An Empirical Study of Container Image Configurations and Their Impact on Start Times (Container Image Data)
Creators
- 1. University of Würzburg
- 2. University of Chicago
Description
Dataset with the container image metadata used for our IEEE/ACM CCGRID 2023 paper "An Empirical Study of Container Image Configurations and Their Impact on Start Times".
Abstract of the paper: A core selling point of application containers is their fast start times compared to other virtualization approaches like virtual machines. Predictable and fast container start times are crucial for improving and guaranteeing the performance of containerized cloud, serverless, and edge applications. While previous work has investigated container starts, there remains a lack of understanding of how start times may vary across container configurations. We address this shortcoming by presenting and analyzing a dataset of approximately 200,000 open-source Docker Hub images featuring different image configurations (e.g., image size and exposed ports). Leveraging this dataset, we investigate the start times of containers in two environments and identify the most influential features. Our experiments show that container start times can vary between hundreds of milliseconds and tens of seconds in the same environment. Moreover, we conclude that no single dominant configuration feature determines a container's start time and that hardware and software parameters must be considered together for an accurate assessment.
Dataset description: Our images dataset contains 200,986 entries with 21 features associated to each container image. In the following, we describe the meaning of each feature. Further information is available in OCI Image Specification and the Docker Run Documentation. Besides the 20 features grouped in the five categories below, each dataset entry has a image_id, which is used to uniquely identify the dataset entry.
Features
Metadata features (prefix: meta)
- meta_repo_digest : The repo digest is a SHA-256 hash which is used to uniquely identify and pull the image from Docker Hub
- meta_architecture : The CPU architecture which the binaries in the image are built to run on
- meta_os : The name of the operating system which the image is built to run on
- meta_docker_version : The Docker version used to built this image
I/O stream features (prefix: io)
- io_attach_stdin : boolean setting to determine whether the console should be attached to the process stdin stream
- io_attach_stdout : boolean setting to determine whether the console should be attached to the process stdout stream
- io_attach_stderr : boolean setting to determine whether the console should be attached to the process stderr stream
- io_tty : boolean setting to determine whether the console should pretend to be a TTY when attached
- io_open_std_in : boolean setting to determine whether the process stdin stream should be kept open even if console not attached
- io_std_in_once : boolean setting to determine whether the process retrieved input from the stdin stream at least once
Start command features (prefix: cmd)
- cmd_args : Length of list of arguments to use as the command to execute when the container starts
- cmd_envvars : Environment variables set per default when the container starts
- cmd_additional_args : Length of list for additional arguments to the containers entrypoint
File system features (prefix: fs)
- fs_volumes : Number of volumes to create/use by default
- fs_size : Size of this image in bytes
- fs_virtual_size : Virtual size of this image in bytes (equals size)
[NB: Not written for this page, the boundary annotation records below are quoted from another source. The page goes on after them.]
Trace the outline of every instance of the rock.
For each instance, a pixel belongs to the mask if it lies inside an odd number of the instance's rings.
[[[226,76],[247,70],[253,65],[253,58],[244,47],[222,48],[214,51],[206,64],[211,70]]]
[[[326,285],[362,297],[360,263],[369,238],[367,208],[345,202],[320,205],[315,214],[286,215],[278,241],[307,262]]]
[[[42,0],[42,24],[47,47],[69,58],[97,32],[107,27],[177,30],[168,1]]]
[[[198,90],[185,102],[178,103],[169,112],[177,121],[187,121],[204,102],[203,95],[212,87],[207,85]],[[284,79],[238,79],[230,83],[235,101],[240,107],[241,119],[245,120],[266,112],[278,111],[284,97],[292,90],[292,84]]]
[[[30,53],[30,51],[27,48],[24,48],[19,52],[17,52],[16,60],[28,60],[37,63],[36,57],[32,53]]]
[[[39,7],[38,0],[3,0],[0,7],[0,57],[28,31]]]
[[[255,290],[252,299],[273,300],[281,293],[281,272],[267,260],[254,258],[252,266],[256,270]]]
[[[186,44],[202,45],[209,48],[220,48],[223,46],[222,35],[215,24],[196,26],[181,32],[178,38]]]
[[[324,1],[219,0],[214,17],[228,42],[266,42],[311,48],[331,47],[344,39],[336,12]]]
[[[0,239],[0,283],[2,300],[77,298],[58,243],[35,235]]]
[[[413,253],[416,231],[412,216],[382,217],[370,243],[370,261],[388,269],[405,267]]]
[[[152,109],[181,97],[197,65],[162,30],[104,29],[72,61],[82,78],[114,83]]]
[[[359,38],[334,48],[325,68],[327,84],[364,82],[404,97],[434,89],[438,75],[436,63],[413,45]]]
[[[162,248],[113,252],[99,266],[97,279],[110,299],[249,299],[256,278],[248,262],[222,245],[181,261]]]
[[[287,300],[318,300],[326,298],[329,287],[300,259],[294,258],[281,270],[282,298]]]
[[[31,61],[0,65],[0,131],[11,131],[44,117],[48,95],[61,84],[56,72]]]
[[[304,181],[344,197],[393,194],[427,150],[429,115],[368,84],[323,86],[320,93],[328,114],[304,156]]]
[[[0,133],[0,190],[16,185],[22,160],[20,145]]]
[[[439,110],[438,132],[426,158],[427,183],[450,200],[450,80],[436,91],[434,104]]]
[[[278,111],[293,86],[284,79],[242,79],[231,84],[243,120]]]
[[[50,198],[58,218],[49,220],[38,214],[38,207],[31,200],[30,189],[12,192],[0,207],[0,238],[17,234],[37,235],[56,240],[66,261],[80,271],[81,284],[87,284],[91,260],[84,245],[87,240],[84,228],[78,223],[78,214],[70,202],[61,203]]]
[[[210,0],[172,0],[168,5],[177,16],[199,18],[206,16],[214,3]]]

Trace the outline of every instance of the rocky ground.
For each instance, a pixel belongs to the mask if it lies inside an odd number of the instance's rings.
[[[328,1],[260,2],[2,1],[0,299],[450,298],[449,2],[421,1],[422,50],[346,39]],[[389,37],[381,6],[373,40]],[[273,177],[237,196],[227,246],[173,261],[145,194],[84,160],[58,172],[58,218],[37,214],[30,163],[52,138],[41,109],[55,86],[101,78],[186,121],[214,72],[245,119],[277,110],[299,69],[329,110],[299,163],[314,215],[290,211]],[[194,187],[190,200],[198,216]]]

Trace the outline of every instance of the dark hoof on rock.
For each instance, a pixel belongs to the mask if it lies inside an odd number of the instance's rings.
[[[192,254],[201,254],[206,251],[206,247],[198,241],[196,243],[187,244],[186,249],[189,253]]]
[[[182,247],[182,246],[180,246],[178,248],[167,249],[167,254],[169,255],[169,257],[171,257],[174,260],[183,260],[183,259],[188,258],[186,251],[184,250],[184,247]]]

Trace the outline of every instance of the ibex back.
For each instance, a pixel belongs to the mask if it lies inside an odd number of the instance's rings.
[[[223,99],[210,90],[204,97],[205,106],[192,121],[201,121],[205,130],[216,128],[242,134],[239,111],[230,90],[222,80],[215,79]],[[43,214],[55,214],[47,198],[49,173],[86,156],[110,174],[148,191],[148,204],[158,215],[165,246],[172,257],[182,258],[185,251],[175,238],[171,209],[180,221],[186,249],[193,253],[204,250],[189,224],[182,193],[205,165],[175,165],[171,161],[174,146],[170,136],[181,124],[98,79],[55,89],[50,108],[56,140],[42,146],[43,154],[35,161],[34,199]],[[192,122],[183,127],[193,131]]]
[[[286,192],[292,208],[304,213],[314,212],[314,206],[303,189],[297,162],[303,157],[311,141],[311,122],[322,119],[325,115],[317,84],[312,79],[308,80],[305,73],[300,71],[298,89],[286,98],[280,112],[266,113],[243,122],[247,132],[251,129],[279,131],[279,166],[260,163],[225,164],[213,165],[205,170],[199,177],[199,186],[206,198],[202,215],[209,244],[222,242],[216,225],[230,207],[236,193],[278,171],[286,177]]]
- fs_graph_driver_name : Name of the image's graph driver
- fs_root_fs_type : Name of the file system type used in the image
- fs_layers : Number of root file system layers
Networking features (prefix: net)
- net_ports : Number of ports to expose per default
Dataset acquisition: The dataset has been acquired from Docker Hub using a web crawler. We used substring matches with the Docker Hub Explore function. As search strings, we used all letter combination with sizes 1 to 3, meaning that our first search string was 'a' and our last was 'zzz'. We included both results from the 'recently updated' and the 'most popular' selection. We came up with an initial list of 286,294 image names. We then tested we could pull and start these images once. These tests have been conducted from April to June 2022. We sorted out all images that were either not pullable or startable and retrieved all total of 200,986 valid images. In the following, we describe the error types that we encountered and that let to the removal of the causing image from the dataset:
- The image manifest was unknown when we tried to download it meaning that is has been renamed or deleted from the time when our web crawler was running
- The entrypoint command required a dependency that was missing in the image and therefore the container could not be started
- The image did not specify an entrypoint command and could therefore not be started
- The image declared an invalid root file system type
- The image had a malformed root file system
- The image configuration was incomplete and therefore not all required data could be obtained
See also our CodeOcean capsule with the processing scripts for our paper: https://doi.org/10.24433/CO.4595026.v2
Files
Files
(13.0 MB)
Name | Size | Download all |
---|---|---|
md5:f01e3901ef0744586ecf8ad55bf0a294
|
13.0 MB | Download |
Additional details
References
- Straesser, Martin et al. (2023) An Extensive Analysis of Container Image Configurations and Their Impact on Start Times. In Proceedings of the 23rd IEEE/ACM International Symposium on Cluster, Cloud and Internet Computing.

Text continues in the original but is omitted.